Gateway to the Classics: The Spring of the Year by Dallas Lore Sharp
 
The Spring of the Year by  Dallas Lore Sharp

Front Matter


to my sister
JENNIE
the best of companions
in the woods and fields
through which we
went to school

Introduction

I T has been my aim in the thirty-nine chapters of the three books in this series to carry my readers through the weeks of all the school year, not however as with a calendar, for that would be more or less wooden and artificial; but by readings, rather, that catch in a large way the spirit of the particular season, that give something definite and specific in the way of suggestions for tramps afield with things to look for and hear and do. Naturally many of the birds and animals and flowers mentioned, as well as woods and aspects of sky and field, are those of my own local environment—of my New England surrounding—and so must differ in some details from those surrounding you in your far Southern home or you on your distant Pacific coast, or you in your rich and varied valley of the Mississippi, or you on your wide and generous prairie. But the similarities and correspondences, the things and conditions we have in common, are more than our differences. Our sun, moon, sky, earth—our land—are the same, our love for this beautiful world is the same, as is that touch of nature which we all feel and which makes us all kin. Wherever, then, in these books of the seasons, the things treated differ from the things around you, read about those things for information, and in your journeys afield fill in the gaps with whatever it is that completes your landscape, or rounds out your cycle of the seasons, or links up your endless chain of life.

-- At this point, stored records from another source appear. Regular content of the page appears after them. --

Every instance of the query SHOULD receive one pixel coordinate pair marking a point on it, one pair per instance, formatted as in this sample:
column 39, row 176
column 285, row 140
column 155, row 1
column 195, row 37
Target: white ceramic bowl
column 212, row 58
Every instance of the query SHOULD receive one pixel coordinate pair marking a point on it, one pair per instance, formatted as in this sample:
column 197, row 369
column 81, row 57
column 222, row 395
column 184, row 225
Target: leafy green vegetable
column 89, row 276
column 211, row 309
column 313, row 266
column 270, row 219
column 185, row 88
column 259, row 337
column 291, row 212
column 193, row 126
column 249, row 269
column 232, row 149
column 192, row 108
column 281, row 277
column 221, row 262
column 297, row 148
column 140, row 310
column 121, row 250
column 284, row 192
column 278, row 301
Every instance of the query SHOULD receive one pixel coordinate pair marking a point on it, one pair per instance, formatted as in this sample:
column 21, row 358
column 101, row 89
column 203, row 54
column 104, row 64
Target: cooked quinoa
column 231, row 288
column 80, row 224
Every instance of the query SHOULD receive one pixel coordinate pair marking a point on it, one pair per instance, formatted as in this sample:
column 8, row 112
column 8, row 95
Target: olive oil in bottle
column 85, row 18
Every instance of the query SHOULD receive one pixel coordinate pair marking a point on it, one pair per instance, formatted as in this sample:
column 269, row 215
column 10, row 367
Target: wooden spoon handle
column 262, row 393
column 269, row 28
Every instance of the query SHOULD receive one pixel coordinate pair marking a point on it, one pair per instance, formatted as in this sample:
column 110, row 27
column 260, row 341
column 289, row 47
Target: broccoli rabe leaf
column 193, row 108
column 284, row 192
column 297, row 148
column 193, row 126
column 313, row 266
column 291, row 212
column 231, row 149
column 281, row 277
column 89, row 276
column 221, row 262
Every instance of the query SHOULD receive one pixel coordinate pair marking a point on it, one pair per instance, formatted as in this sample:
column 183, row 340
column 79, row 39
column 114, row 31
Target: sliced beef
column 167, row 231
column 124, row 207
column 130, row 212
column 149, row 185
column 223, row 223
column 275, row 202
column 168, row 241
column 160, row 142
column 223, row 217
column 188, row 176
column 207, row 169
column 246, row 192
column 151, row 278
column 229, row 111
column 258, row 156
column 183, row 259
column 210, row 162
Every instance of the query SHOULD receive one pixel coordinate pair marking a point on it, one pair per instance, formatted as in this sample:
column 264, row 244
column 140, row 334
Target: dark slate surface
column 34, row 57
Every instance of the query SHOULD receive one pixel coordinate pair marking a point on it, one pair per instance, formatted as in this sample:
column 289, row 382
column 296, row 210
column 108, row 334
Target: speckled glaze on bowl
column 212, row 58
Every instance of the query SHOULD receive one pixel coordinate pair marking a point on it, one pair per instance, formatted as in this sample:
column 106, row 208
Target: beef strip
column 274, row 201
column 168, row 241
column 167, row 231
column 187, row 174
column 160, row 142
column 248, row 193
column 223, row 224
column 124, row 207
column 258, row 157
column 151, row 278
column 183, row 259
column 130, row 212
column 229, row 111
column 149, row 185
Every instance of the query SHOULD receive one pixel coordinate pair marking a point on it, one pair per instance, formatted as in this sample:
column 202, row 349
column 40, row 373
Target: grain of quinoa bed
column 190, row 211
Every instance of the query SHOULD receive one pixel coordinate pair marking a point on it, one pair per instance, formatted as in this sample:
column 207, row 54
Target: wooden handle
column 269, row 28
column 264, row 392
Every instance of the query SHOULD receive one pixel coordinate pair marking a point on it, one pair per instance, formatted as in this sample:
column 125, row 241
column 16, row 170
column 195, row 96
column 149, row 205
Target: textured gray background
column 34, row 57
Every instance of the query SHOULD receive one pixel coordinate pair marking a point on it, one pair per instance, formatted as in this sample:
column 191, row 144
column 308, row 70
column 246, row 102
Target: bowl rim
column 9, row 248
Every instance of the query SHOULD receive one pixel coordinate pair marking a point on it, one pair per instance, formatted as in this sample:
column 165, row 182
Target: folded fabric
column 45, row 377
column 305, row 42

While I have tried to be accurate throughout these books, still it has not been my object chiefly to write a natural history—volumes of outdoor facts; but to quicken the imaginations behind the sharp eye, behind the keen ears and the eager souls of the multitude of children who go to school, as I used to go to school, through an open, stirring, beckoning world of living things that I longed to range and understand.

The best thing that I can do as writer, that you can do as teacher, if I may quote from the last paragraph—the keynote of these volumes—is to "go into the fields and woods, go deep and far and frequently, with eyes and ears and all your souls alert."